The researchers refer to their invention as an embeddable nanosensor, but depending on the accuracy required and the funds available to the manufacturer, it can either take the form of an actual nanostructure of high complexity or merely a substance added to the polymer. The patent lists numerous classes of materials that can be used in this manner as conductive fillers for thermoset polymers. They range from metal powder to metal oxides, carbon nanotubes, graphene, and whatnot.

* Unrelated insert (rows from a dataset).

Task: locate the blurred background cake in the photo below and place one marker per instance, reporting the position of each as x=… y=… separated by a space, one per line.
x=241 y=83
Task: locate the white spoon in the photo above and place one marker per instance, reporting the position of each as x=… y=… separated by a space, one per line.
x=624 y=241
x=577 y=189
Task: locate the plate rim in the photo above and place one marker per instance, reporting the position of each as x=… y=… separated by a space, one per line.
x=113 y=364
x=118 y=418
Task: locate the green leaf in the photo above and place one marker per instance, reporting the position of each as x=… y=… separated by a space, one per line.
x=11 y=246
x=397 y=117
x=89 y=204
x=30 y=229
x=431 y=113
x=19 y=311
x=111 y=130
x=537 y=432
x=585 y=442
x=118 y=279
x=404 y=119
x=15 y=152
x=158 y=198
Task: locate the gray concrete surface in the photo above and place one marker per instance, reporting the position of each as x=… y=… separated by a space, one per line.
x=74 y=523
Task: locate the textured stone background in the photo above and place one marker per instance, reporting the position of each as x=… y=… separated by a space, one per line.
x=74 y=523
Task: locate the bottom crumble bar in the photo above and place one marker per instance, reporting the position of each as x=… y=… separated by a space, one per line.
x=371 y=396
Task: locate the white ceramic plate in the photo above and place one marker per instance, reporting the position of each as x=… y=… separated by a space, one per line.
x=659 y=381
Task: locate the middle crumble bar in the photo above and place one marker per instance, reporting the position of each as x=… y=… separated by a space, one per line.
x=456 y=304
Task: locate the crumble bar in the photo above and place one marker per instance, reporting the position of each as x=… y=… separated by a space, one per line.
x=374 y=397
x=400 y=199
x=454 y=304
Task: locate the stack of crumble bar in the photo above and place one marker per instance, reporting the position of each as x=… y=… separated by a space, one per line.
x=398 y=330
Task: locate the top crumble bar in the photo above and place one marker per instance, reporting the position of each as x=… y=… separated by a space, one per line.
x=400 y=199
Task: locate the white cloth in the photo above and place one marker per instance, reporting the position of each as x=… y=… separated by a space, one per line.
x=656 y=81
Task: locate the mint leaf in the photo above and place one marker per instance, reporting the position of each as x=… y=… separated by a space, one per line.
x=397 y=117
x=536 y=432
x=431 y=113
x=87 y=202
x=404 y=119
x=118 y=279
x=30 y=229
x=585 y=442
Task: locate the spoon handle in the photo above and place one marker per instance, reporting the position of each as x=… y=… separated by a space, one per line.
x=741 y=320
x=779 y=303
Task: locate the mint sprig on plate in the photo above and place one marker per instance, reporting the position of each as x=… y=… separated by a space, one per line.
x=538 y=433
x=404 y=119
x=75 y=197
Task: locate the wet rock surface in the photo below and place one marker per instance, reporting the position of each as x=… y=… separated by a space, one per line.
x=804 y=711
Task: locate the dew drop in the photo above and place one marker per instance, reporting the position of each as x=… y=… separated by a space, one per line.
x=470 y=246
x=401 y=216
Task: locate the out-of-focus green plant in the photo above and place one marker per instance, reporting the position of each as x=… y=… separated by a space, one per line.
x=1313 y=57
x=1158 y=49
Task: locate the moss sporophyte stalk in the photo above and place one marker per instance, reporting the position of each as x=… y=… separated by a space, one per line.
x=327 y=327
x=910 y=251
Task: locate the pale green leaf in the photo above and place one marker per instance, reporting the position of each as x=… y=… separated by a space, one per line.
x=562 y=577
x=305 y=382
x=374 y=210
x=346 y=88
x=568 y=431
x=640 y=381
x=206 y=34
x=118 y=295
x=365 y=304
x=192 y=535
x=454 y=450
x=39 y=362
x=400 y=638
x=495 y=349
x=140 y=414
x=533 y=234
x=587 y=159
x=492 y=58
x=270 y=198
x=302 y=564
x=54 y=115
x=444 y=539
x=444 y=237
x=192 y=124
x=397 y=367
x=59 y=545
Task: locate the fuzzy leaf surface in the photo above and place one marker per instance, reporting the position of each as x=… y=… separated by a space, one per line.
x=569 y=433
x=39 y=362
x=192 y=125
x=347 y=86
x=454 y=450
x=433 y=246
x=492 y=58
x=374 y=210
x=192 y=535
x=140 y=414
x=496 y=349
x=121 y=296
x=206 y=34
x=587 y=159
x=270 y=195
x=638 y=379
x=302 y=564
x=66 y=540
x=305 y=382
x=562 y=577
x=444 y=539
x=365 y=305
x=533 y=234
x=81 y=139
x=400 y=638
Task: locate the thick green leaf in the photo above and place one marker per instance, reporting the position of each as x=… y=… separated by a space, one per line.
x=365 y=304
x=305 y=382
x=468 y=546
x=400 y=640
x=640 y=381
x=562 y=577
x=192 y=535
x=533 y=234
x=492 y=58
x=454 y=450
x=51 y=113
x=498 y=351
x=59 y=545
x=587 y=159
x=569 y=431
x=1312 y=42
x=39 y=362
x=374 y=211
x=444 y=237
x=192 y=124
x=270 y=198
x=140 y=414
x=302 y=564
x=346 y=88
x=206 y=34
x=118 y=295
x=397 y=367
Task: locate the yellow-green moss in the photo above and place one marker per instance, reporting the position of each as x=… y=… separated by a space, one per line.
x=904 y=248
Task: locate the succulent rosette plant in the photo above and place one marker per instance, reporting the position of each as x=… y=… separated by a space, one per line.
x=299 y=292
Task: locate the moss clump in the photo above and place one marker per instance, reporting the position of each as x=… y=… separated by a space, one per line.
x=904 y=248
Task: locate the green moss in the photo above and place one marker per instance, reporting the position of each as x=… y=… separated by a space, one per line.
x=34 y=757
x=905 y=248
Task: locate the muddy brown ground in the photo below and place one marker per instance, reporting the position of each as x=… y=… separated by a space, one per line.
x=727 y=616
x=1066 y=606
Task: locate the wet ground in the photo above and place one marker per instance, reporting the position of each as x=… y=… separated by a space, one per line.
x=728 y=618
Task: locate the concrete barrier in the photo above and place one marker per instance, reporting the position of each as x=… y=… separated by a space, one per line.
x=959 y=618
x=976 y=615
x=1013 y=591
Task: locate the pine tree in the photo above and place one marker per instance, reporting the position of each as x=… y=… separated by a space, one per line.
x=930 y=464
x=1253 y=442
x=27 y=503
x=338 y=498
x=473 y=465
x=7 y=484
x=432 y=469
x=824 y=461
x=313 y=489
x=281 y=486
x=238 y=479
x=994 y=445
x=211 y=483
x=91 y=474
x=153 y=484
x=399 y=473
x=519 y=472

Not necessarily nanosized or nanostructured—the team reports successful experiments, for example, with electrolytic copper powder.
The high-end version of the sensor is manufactured using a technique called chemical vapor deposition, and depending on the thermoset polymer part in a question and the needs of its producers, one or many such sensors can be embedded at once.
"The icing on the cake is that, far from compromising the mechanical properties of the end product, our embeddable nanostructures and particles actually slightly improve them," patent co-holder and Skoltech Ph.D. student Biltu Mahato said. "Our method could be especially helpful when it comes to really large parts whose manufacture requires the prolonged operation of huge ovens or autoclaves. This is particularly true for sea vessels, and even more so, for aircraft, where the proportion of thermoset polymer parts is huge, ranging from 30% to more than 50% for an Airbus A350, the Russian Irkut MS 21, and Boeing 787. Making their manufacture more efficient will make a huge impact."